Learning and Cognitive Systems

BCM 'Exam Scores' Model for Two Latent Classes

Lee & Wagenmakers (Bayesian Cognitive Modeling, 2013, ch. 6.1, p.77-78) file this model under Latent-mixture models without proper definition of this term and without making it evident where the mixing takes place. We think that the label Latent-Class is more appropriate than Latent-Mixture for the Exam Scores model.

"A mixture model, ..., usually means that each individual data point y(i) is assumed drawn from one of a list of possible distributions. This can be considered as a clustering of the points into groups G(j) (j=1,...,J), where y(i) is a member of group T(i) and has a distribution parameterised by theta(T(i)). We may write this general model as

y(i) ~ p(y(i) | theta(T(i)), G(T(i)),    T(i) ~ Categorical(p[])

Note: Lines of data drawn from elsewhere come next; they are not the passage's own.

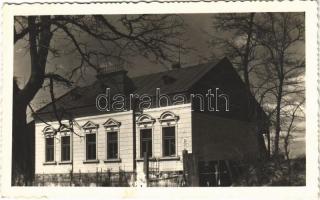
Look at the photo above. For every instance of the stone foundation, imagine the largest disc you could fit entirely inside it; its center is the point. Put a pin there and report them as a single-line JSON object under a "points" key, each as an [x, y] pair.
{"points": [[111, 179]]}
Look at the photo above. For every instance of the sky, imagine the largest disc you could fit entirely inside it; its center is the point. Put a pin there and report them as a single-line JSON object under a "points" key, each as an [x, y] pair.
{"points": [[197, 28]]}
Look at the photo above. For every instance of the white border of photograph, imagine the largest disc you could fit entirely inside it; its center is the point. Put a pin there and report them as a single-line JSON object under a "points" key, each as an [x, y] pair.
{"points": [[310, 191]]}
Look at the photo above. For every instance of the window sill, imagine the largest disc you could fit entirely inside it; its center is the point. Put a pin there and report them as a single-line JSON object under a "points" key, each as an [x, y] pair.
{"points": [[50, 163], [112, 160], [170, 158], [65, 162], [90, 161]]}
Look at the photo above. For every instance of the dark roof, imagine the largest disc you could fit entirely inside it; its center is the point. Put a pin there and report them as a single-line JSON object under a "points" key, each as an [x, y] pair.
{"points": [[171, 81]]}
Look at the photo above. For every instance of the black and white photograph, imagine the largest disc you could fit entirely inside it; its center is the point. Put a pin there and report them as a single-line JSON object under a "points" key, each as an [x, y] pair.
{"points": [[159, 100]]}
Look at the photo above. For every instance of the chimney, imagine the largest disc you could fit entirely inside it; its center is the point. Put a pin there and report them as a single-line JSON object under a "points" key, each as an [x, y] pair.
{"points": [[114, 77], [176, 65]]}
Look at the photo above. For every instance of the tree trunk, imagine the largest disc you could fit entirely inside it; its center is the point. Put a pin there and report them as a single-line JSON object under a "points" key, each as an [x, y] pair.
{"points": [[278, 119]]}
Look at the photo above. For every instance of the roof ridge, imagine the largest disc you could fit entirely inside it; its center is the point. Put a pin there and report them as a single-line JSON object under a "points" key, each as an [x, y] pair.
{"points": [[182, 68]]}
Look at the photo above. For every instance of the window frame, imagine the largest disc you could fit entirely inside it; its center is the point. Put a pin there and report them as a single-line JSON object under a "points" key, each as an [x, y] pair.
{"points": [[66, 134], [48, 132], [109, 142], [163, 141], [112, 125], [140, 141], [169, 119], [145, 121]]}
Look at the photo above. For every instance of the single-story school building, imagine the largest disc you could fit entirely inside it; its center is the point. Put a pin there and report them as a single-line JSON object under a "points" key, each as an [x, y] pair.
{"points": [[191, 123]]}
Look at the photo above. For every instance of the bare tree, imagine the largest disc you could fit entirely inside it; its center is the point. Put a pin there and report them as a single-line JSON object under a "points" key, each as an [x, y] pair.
{"points": [[281, 34], [91, 39]]}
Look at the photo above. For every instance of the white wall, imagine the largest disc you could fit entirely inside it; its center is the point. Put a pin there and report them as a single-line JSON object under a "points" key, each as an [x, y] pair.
{"points": [[125, 147], [183, 132]]}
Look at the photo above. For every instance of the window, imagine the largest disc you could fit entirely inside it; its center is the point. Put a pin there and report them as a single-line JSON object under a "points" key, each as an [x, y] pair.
{"points": [[169, 141], [49, 149], [65, 148], [90, 130], [112, 140], [146, 142], [91, 146]]}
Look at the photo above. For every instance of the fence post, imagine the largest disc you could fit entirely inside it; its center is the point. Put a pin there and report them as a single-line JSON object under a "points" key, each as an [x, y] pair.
{"points": [[146, 167]]}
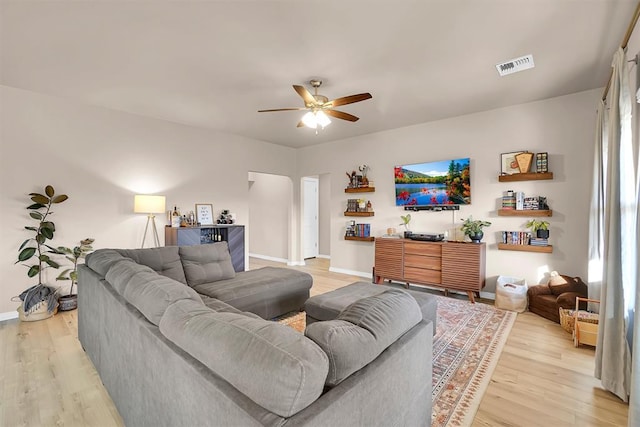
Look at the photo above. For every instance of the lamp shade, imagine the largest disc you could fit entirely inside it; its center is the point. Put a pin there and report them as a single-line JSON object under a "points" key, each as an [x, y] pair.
{"points": [[149, 204]]}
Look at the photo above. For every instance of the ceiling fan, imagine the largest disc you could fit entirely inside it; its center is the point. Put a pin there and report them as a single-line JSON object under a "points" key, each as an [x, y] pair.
{"points": [[319, 106]]}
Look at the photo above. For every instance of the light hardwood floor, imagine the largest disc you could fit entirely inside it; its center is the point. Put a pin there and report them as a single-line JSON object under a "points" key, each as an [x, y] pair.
{"points": [[540, 380]]}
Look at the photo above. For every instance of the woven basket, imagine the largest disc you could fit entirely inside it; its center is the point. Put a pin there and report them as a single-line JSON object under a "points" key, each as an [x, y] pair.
{"points": [[567, 319]]}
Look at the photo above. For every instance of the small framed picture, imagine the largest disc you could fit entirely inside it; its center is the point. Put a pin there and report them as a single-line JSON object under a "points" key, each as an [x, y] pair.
{"points": [[508, 163], [204, 214]]}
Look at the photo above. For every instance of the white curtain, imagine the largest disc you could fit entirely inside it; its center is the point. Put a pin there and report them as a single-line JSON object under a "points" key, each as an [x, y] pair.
{"points": [[634, 398], [596, 212], [617, 296]]}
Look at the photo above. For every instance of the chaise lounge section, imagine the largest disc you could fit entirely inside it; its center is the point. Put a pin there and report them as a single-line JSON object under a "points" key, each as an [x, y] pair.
{"points": [[170, 356]]}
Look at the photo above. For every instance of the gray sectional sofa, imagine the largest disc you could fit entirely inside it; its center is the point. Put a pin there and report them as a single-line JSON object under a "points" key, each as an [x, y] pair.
{"points": [[171, 355]]}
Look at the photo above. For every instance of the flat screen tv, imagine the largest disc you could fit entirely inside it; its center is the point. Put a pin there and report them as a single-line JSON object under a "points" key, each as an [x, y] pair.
{"points": [[447, 182]]}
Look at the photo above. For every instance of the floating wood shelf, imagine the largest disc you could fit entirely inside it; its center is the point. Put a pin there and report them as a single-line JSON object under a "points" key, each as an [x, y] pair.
{"points": [[360, 190], [529, 176], [360, 239], [526, 212], [525, 248], [359, 213]]}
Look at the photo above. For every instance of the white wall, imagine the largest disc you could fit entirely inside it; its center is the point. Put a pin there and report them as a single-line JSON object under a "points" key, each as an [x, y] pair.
{"points": [[101, 158], [563, 127], [270, 199]]}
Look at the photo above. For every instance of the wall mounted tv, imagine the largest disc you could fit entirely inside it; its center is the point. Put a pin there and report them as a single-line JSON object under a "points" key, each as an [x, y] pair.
{"points": [[443, 183]]}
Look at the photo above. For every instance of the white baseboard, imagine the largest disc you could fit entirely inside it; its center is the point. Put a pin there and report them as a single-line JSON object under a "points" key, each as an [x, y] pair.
{"points": [[350, 272], [8, 316]]}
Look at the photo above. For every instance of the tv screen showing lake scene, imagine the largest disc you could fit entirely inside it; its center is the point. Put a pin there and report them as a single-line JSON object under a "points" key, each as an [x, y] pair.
{"points": [[435, 183]]}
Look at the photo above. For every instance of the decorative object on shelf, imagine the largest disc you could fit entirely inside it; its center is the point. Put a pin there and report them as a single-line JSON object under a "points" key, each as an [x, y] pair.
{"points": [[509, 200], [143, 203], [508, 163], [542, 162], [39, 301], [175, 217], [70, 301], [524, 161], [473, 228], [539, 227], [204, 214], [226, 217], [364, 169], [406, 220]]}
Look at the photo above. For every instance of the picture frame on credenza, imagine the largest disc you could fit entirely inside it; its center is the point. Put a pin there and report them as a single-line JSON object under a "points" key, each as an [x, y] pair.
{"points": [[204, 214]]}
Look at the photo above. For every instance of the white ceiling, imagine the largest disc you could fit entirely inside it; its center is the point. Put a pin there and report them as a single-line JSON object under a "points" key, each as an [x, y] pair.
{"points": [[213, 64]]}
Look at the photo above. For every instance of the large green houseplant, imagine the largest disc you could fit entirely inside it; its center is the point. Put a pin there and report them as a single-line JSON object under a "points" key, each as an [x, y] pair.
{"points": [[73, 255], [473, 228], [34, 253]]}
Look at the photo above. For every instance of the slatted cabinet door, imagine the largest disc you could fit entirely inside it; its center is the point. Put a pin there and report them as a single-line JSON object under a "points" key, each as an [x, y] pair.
{"points": [[463, 266], [388, 259], [422, 262]]}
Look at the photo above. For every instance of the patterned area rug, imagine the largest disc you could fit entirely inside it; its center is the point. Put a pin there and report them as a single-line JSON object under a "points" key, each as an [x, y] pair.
{"points": [[466, 349]]}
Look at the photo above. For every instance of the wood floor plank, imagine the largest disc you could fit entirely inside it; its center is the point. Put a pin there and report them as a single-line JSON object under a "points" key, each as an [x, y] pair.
{"points": [[540, 379]]}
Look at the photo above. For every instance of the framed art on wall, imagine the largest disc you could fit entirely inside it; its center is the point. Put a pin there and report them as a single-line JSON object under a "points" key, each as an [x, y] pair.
{"points": [[508, 163], [204, 214]]}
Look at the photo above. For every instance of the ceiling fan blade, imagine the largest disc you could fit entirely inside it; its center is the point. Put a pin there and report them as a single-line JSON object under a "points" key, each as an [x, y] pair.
{"points": [[281, 109], [349, 99], [342, 115], [309, 100]]}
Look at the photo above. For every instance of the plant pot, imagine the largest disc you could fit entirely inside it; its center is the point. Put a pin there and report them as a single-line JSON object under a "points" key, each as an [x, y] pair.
{"points": [[542, 234], [477, 237], [68, 302]]}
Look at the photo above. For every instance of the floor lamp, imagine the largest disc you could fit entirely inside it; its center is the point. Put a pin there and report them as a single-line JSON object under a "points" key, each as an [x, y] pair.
{"points": [[150, 205]]}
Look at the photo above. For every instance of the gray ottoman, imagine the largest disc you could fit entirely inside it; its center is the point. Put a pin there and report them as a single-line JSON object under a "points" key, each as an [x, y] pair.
{"points": [[328, 306]]}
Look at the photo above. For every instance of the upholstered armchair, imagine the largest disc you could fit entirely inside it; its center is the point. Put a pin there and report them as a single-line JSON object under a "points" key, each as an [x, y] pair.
{"points": [[561, 291]]}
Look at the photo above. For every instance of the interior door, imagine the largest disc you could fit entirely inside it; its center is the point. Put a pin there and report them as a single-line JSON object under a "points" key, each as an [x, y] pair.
{"points": [[310, 217]]}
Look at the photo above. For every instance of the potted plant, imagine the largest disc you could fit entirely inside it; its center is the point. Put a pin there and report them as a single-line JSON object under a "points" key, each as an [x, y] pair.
{"points": [[540, 228], [473, 228], [70, 301], [39, 301], [406, 219]]}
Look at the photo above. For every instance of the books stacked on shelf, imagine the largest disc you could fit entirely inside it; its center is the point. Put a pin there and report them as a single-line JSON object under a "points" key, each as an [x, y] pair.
{"points": [[531, 203], [516, 237], [352, 205], [539, 242], [359, 230], [542, 162], [509, 200]]}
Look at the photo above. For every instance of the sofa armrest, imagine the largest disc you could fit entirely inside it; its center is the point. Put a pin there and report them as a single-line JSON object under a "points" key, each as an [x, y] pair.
{"points": [[568, 300], [539, 290]]}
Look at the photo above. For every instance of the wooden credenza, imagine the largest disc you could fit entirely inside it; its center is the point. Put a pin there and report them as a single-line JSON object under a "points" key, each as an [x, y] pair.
{"points": [[189, 236], [449, 265]]}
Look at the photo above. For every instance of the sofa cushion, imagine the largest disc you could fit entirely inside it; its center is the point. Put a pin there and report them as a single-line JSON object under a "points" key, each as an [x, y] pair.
{"points": [[275, 366], [164, 260], [363, 331], [267, 292], [559, 284], [206, 263], [101, 260], [147, 290], [120, 273]]}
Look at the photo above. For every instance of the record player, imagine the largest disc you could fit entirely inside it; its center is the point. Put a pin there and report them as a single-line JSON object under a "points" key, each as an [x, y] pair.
{"points": [[427, 237]]}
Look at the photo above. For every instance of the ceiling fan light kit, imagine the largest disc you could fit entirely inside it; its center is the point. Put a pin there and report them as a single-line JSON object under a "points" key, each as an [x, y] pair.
{"points": [[320, 108]]}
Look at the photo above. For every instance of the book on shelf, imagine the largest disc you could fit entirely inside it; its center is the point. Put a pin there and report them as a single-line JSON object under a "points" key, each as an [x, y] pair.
{"points": [[539, 242], [516, 237]]}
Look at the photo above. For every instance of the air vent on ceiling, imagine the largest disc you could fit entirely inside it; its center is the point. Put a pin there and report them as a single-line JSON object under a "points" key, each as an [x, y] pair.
{"points": [[515, 65]]}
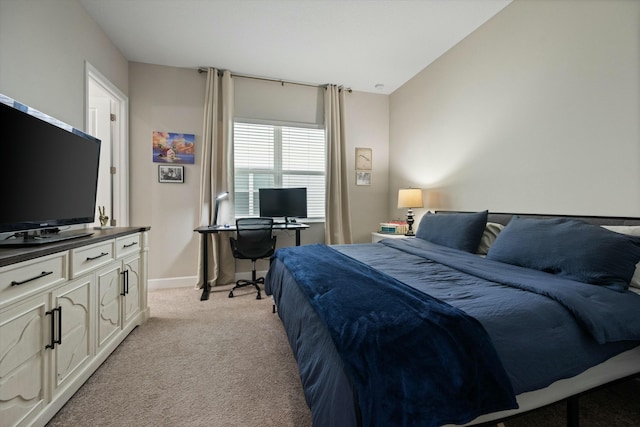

so that the probability that y(i) is in the jth group G(j) is PR(T(i)=j)=p(j)." (Lunn et al., The BUGS Book, 2013, p.280f)

In this vague sense the Exam Scores model is a latent mixture model, but the data in this application are assumed not to be generated by a mixture of distributions but by a set of mutual exclusive classes with according latent parameters: group membership probabilities are discrete values {0,1}. So the label Latent-Class seems to be more appropriate for the Exam Scores model.

The task in its original wording: "Suppose a group of 15 people sit an exam made up of 40 true-or-false questions, and they get 21, 17, 21, 18, 22, 31, 31, 34, 34, 35, 35, 36, 39, 36, and 35 right. These scores suggest that the first 5 people were just guessing, but the last 10 had some level of knowledge.

One way to make statistical inferences along these lines is to assume there are two different groups of people. These groups have different probabilities of success, with the guessing group having a probability of 0.5, and the knowledge group having a probability greater than 0.5. Whether each person belongs to the first or the second group is a latent or unobserved variable that can take just two values. Using this approach, the goal is to infer to which group each person belongs, and also the rate of success for the knowledge group." (Lee & Wagenmakers, 2013, p.77)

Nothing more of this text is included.